The researchers sequenced the genomes of hundreds of Gulf killifish living across a spectrum of toxicity - from clean water, moderately polluted water and very polluted water. They were searching for the footprints of natural selection that allowed the species to rapidly transition from a fish that is highly sensitive to pollution to one extremely resistant to it.
They were surprised to find that the adaptive DNA that rescued this Gulf Coast species came from an Atlantic Coast species of killifish, which has also been known to rapidly evolve high levels of pollution resistance. But Atlantic Coast killifish live at least 1,500 miles from their Houston brethren, leaving researchers to think their transport to the Gulf was likely an accident initiated by humans.
Nonnative species can wreak environmental havoc on native species and habitats. But in this case, their arrival in the 1970s--right at a moment when Gulf killifish were likely beginning to decline--amounted to an "evolutionary rescue" from pollution for the Gulf killifish.
"While the vast majority of research on invasive species rightly focuses on the environmental damage they can cause, this research shows that under rare circumstances they can also contribute valuable genetic variation to a closely related native species, thus acting as a mechanism of evolutionary rescue," said co-corresponding author Cole Matson, an associate professor at Baylor University.
A CAUTIONARY TALE
Gulf killifish began with many advantages other species do not have. Species with large populations can harbor high levels of genetic diversity that can help them adapt to rapid change. Gulf killifish already had among the highest levels of genetic diversity of any species with a backbone. Then, at the moment its population was beginning to decline, a long-distant relative--the Atlantic Coast killifish--came to visit, was able to successfully mate, and injected the Gulf species with genetic resources that helped it develop resilience and resistance to toxins. Whitehead is quick to note that not all species are so lucky.
"The adaptation of these killifish is a cautionary tale," Whitehead said. "It tells us what we need to do better for the vast majority of species that don't have access to the kind of genetic resources killifish have. If we care about preserving biodiversity, we can't expect evolution to be the solution. We need to reduce how much and how quickly we're changing the environment so that species can keep up."

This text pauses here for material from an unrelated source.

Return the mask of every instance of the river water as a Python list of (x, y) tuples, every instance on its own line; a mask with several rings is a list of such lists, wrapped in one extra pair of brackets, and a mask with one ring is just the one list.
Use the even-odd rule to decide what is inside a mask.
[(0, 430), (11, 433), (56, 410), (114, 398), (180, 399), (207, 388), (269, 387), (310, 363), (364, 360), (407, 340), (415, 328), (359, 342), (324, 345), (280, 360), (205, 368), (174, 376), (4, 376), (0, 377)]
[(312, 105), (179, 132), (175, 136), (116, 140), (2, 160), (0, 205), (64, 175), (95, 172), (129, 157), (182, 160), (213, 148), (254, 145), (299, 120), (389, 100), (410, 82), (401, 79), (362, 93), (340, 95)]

Humans are not only radically changing the environment, we are also fragmenting it, making it harder for animals to move throughout their range. Whitehead said a key lesson from killifish is the importance of keeping the doors to genetic diversity open. This includes connecting and preserving landscapes to allow for genetic variation to move more freely and naturally. That could help set the stage for more evolutionary "rescues" in the rapidly changing future.
Additional coauthoring institutions include the University of Connecticut and Indiana University.
The work was supported by funding from a C. Gus Glasscock Endowed Research Fellowship, Baylor University, the Exxon-Valdez Oil Spill Trustee Council, National Science Foundation, National Institutes of Environmental Health Sciences and Indiana University.